Obama's Big Sellout

Discussion in 'Politics' started by ordinary_trader, Dec 13, 2009.

  1. http://www.rollingstone.com/politics/story/31234647/obamas_big_sellout/print

    Barack Obama ran for president as a man of the people, standing up to Wall Street as the global economy melted down in that fateful fall of 2008. He pushed a tax plan to soak the rich, ripped NAFTA for hurting the middle class and tore into John McCain for supporting a bankruptcy bill that sided with wealthy bankers "at the expense of hardworking Americans." Obama may not have run to the left of Samuel Gompers or Cesar Chavez, but it's not like you saw him on the campaign trail flanked by bankers from Citigroup and Goldman Sachs. What inspired supporters who pushed him to his historic win was the sense that a genuine outsider was finally breaking into an exclusive club, that walls were being torn down, that things were, for lack of a better or more specific term, changing.

    Then he got elected.

  2. A pretty decent article given the source.
  3. Too bad the opposition (teabaggers) are missing the real fight. Rolling Stone made a good point of pointing that out and I agree.

    With idiots such as Palin as the opposition and the people who follow her they are missing the real problem.

    Obama is sold lock stock and barrel to the big bankers.
  4. the1


    Obama was "delivered" by the bankers. The voting system in the US has been destroyed. People think they elect a President. They don't. They get to choose between a few choices, which are delivered to the populace by the banking system. This country will not change until it collapses and even then it probably won't change. It's time to get out of the US if you can.

  5. Ricter


    Fascinating and sickening look at the revolving door at the top between business and state. Good find.
  6. Ricter


    I would post links to this article on teabagger forums, if I was not banned from those forums. : )
  7. Ricter


    This marriage of the top of business with the top of government refutes Ayn Rand's concept that the noble entrepreneur, left unrestrained, will benefit all.

    And here is one more example of what would be the failing of pure laissez-faire capitalism:

    "(Wall Street Journal – Josh Mitchell)
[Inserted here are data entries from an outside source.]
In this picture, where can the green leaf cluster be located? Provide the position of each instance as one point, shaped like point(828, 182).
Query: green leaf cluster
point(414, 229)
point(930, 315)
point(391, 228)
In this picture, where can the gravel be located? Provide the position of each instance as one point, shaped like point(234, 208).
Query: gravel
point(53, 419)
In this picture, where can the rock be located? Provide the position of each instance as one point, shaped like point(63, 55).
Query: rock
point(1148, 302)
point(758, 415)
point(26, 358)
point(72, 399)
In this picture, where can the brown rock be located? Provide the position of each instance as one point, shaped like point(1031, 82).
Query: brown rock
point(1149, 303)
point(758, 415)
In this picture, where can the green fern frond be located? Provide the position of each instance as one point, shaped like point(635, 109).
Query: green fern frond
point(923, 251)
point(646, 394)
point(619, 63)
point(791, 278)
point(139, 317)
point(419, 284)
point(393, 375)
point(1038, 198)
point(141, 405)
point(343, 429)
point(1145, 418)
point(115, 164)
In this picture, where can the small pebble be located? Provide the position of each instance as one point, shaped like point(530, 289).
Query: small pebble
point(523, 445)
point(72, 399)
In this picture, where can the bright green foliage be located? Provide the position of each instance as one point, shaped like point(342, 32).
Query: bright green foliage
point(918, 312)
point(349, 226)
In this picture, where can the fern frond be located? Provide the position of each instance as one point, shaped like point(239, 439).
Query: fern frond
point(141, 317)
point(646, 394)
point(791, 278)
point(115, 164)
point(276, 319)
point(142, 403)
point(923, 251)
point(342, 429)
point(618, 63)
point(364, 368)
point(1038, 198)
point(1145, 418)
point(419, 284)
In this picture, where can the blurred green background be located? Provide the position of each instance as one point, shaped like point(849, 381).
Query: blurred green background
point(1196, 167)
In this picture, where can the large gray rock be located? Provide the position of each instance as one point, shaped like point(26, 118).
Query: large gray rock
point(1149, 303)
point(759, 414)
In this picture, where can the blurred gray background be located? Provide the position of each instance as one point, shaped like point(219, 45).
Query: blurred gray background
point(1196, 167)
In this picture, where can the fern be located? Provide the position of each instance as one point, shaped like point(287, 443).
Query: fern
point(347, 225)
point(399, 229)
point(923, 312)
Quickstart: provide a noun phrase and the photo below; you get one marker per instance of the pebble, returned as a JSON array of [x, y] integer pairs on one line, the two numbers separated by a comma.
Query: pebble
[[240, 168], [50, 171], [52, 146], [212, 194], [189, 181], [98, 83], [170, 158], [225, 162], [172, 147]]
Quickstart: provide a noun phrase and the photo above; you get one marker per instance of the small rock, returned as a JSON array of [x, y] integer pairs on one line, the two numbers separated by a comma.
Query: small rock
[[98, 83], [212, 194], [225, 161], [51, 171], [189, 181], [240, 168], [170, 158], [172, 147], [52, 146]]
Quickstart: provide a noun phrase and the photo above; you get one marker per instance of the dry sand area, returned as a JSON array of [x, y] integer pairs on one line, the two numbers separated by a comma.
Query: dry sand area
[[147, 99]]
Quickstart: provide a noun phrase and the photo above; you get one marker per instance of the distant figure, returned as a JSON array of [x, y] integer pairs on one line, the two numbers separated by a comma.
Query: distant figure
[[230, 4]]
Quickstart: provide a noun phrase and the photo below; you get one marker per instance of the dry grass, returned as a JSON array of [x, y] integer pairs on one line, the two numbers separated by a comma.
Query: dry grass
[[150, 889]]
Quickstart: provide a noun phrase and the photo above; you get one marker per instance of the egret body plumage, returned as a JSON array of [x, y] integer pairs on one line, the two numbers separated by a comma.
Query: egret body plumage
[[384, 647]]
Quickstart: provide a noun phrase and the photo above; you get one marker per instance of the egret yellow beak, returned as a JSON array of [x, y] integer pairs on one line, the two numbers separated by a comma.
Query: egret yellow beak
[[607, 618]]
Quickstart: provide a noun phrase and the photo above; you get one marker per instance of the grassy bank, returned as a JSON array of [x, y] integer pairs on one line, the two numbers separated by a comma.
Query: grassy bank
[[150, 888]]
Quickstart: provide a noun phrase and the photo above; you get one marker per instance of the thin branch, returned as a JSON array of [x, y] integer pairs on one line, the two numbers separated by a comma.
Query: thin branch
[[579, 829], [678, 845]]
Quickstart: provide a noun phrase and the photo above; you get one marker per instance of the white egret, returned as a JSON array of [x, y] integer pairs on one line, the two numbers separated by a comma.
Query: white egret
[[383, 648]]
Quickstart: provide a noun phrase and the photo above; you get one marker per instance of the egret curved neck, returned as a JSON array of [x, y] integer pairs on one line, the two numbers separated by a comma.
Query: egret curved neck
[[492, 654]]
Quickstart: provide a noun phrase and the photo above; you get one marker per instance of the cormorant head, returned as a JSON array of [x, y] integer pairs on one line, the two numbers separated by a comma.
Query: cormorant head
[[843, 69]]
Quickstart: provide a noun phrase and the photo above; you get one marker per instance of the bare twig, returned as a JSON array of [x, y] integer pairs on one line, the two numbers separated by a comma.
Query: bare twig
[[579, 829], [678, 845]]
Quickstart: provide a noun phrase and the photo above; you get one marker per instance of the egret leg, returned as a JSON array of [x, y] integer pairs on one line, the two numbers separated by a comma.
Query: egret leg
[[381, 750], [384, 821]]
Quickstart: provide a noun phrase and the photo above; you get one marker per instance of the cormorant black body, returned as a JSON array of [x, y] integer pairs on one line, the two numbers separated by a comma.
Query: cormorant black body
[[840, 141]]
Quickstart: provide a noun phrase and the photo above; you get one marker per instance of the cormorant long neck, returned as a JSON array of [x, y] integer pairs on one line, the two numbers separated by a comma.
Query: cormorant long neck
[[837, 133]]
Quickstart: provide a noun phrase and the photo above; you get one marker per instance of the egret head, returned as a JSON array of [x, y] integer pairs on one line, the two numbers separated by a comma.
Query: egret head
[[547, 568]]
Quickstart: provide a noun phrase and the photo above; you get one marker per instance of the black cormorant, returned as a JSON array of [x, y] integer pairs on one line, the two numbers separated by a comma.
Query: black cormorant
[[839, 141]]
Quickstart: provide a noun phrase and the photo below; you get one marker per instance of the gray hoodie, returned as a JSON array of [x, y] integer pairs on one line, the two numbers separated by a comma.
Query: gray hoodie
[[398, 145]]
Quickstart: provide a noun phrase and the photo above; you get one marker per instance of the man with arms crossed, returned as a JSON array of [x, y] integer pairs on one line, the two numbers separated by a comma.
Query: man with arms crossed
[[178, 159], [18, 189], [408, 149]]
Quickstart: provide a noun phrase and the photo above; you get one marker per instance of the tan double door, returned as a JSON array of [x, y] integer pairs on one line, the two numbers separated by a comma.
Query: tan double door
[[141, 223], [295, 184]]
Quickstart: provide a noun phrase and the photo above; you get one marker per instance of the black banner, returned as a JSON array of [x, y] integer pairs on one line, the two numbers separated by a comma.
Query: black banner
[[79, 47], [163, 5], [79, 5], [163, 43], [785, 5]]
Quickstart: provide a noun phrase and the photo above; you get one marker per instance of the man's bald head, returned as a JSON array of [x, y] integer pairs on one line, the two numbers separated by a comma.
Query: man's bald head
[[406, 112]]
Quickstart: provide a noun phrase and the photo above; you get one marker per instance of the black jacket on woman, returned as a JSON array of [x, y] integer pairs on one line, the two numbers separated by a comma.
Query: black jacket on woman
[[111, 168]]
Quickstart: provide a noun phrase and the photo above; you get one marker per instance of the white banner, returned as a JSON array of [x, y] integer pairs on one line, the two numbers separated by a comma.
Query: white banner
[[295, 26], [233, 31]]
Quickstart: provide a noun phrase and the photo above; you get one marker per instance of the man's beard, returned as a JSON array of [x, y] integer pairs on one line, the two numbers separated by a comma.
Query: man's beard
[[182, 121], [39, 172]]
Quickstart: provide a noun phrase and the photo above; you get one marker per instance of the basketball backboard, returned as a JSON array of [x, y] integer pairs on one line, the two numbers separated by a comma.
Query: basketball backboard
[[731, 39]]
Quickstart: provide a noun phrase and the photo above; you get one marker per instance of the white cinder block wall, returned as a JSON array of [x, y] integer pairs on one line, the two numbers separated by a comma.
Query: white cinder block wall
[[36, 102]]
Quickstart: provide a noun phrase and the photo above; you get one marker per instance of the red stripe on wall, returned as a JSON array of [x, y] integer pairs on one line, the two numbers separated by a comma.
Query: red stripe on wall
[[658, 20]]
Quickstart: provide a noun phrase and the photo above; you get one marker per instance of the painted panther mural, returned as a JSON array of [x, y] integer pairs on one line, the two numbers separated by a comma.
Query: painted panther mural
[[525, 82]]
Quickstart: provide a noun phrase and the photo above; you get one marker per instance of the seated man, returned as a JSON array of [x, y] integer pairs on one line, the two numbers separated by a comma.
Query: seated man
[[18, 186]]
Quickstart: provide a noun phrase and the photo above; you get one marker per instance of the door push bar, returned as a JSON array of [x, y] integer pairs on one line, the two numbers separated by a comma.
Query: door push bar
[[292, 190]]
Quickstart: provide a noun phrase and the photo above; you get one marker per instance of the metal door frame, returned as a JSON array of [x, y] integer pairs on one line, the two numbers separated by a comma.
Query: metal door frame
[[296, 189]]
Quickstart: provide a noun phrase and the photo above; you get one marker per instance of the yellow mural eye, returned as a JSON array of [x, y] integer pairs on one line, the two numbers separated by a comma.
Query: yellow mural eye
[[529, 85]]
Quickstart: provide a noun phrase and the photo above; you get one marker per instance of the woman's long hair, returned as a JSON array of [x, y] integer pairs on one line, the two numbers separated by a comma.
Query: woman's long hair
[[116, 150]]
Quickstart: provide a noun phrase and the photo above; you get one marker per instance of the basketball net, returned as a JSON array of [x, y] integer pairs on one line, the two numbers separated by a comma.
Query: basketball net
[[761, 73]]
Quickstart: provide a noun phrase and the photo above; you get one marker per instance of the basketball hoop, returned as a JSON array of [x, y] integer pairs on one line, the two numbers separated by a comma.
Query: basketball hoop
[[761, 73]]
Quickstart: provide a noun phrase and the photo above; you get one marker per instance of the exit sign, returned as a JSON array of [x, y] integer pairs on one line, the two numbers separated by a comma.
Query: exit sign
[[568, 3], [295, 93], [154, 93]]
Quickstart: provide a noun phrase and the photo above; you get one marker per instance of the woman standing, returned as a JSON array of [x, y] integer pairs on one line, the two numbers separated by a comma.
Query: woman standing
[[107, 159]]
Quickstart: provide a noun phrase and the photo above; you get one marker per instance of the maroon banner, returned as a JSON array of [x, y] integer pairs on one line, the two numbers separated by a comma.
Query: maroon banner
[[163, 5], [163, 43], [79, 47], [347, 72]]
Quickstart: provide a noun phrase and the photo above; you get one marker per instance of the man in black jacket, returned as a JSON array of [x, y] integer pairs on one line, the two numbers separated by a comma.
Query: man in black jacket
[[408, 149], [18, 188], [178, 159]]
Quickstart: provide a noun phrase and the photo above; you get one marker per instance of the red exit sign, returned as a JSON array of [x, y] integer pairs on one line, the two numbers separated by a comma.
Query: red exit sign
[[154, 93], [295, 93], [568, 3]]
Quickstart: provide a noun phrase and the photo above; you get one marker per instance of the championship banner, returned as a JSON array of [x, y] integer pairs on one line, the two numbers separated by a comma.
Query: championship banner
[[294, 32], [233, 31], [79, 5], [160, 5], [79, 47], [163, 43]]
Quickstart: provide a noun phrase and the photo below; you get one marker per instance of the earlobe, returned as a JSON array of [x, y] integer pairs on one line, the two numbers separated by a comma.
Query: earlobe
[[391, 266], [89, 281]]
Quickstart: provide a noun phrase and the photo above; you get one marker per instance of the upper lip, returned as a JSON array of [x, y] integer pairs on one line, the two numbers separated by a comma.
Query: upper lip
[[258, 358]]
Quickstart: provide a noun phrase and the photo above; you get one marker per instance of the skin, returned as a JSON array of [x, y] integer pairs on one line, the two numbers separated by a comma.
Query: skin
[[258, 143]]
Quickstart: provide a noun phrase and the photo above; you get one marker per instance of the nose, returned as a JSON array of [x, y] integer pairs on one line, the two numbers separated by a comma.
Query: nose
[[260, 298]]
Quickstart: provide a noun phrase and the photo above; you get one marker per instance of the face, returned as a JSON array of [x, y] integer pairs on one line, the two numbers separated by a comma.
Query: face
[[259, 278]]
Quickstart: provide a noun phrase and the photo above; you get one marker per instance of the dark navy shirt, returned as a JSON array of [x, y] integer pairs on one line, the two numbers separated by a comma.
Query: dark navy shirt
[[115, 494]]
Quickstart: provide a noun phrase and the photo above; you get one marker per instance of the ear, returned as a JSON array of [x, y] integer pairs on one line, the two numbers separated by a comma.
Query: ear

    A Senate committee approved legislation Thursday to impose tighter regulation of the rates that freight railroads charge shippers to transport goods, but the bill doesn't include the tough antitrust provisions pushed by some Democrats.

    The bill, backed by Senate Commerce Committee Chairman John D. Rockefeller (D., W.Va.) and approved by a voice vote, caps months of negotiations among lawmakers, shippers and freight-rail companies. It is designed to expand shippers' access to competing railroads and make it easier for them to challenge rates before the Surface Transportation Board, the federal agency that regulates the industry.

    Shippers hope that the measures will bring down prices charged by railroads to use their tracks, after years of shippers' complaints that rail companies have too much pricing power.

    But the bill is narrower than some Democrats originally envisioned. It drops a provision that would have stripped railroads of antitrust immunity. Supporters argued that such a step is needed to increase competition in an industry dominated by four companies. Railroads contended that the measure would break up decades-old mergers and threaten their viability.

    Mr. Rockefeller said he supported tougher antitrust enforcement but that a repeal of antitrust exemptions had no chance of clearing the full Senate, given industry opposition. The antitrust provision would be "a deal-breaker for railroads," Mr. Rockefeller told reporters after Thursday's vote. "If I put that in, the bill goes down."

    Shippers said the current bill would give them more leverage by imposing new regulations, including one that they said would force railroads to open "switching" facilities to expand route options. "What shippers want more than anything is access to competition," said Robert Szabo, executive director of Consumers United for Rail Equity, which represents shippers. "This bill knocks down regulatory barriers that have kept shippers from getting access to competition."

    Edward Hamberger, president and chief executive of the Association of American Railroads, a trade group representing CSX Corp., Union Pacific Corp., Burlington Northern Santa Fe Corp. and Norfolk Southern Corp., said he is relieved that the bill lacks antitrust provisions but still has concerns. "As you read through this bill, there's just a much more broad involvement of the STB in the operations of the railroad industry," Mr. Hamberger said. "We don't know what the net impact is."

    Mr. Rockefeller vowed to continue to work with senators about possible changes but that the current bill would likely pass in its current form. He said his stance has upset some Democrats, including Sen. Herb Kohl (D., Wisc.), who earlier this year withdrew a bill to repeal railroads' antitrust exemptions after Rockefeller said lawmakers needed more time to draft the legislation.

    Mr. Kohl said Thursday that he wouldn't give up on the measure. "I believe and expect that when the bill is considered by the full Senate, it will include an effective repeal of the railroads' antitrust exemption," Kohl said in a statement. "The railroads' antitrust exemption is wholly undeserved, shared by virtually no other industry, and clearly anti-competitive."